The synthetic control method is a way to estimate the causal effect of a policy when only a small number of units are treated (e.g. a handful of states or countries). The idea is to build a weighted combination of untreated units — a synthetic version of each treated unit — that closely matches its pre-treatment trajectory. After the treatment, any divergence between the treated unit and its synthetic counterpart is attributed to the policy.

This notebook replicates the classic study of Abadie, Diamond & Hainmueller (2015), which estimates the economic impact of German Reunification (1990) on West Germany’s GDP per capita using the scpi package.

We will:

  1. Load and prepare the data.
  2. Set up the synthetic control problem with scdata().
  3. Estimate the treatment effect with scest().
  4. Add uncertainty estimates (confidence intervals) with scpi().
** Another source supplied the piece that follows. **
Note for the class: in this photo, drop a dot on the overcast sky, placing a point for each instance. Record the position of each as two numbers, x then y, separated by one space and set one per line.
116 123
7.2 Step 1: Load packages and data

library(tidyverse)
── Attaching core tidyverse packages ──────────────────────── tidyverse 2.0.0 ──
✔ dplyr     1.1.4     ✔ readr     2.1.5
✔ forcats   1.0.0     ✔ stringr   1.6.0
✔ ggplot2   3.5.2     ✔ tibble    3.3.0
✔ lubridate 1.9.4     ✔ tidyr     1.3.1
✔ purrr     1.2.0     
── Conflicts ────────────────────────────────────────── tidyverse_conflicts() ──
✖ dplyr::filter() masks stats::filter()
✖ dplyr::lag()    masks stats::lag()
ℹ Use the conflicted package (<http://conflicted.r-lib.org/>) to force all conflicts to become errors
library(scpi)

The scpi package ships with the scpi_germany dataset containing annual economic indicators for 17 OECD countries from 1960 to 2003. The treated unit is West Germany, which was reunified with East Germany in 1990.

data("scpi_germany")

7.3 Step 2: Set up the synthetic control problem

scdata() prepares the data structure that scpi needs. The key arguments are:

  • id.var, time.var — which columns identify units and time periods.
  • outcome.var — the variable we want to predict/compare (gdp).
  • period.pre / period.post — pre- and post-treatment time periods.
  • unit.tr — the treated unit ("West Germany").
  • unit.co — the donor pool of untreated countries.
  • features — variables used to match the treated unit to its synthetic in the pre-period.
  • cov.adj — additional adjustments applied to the matching (a constant and a linear trend).
donors <- unique(scpi_germany$country)
donors <- donors[donors != "West Germany"]

df <- scdata(
  scpi_germany,
  id.var      = "country",
  outcome.var = "gdp",
  time.var    = "year",
  period.pre  = 1960:1989,
  period.post = 1990:2003,
  unit.tr     = "West Germany",
  unit.co     = donors,
  features    = c("gdp", "infrate", "trade", "schooling", "industry"),
  cov.adj     = list(c("constant", "trend"))
)

7.4 Step 3: Estimate the treatment effect

scest() finds the optimal weights for the donor countries. The constraint w.constr = list("name" = "simplex") forces the weights to be non-negative and sum to one — so the synthetic control is a proper convex combination of donors, not an extrapolation.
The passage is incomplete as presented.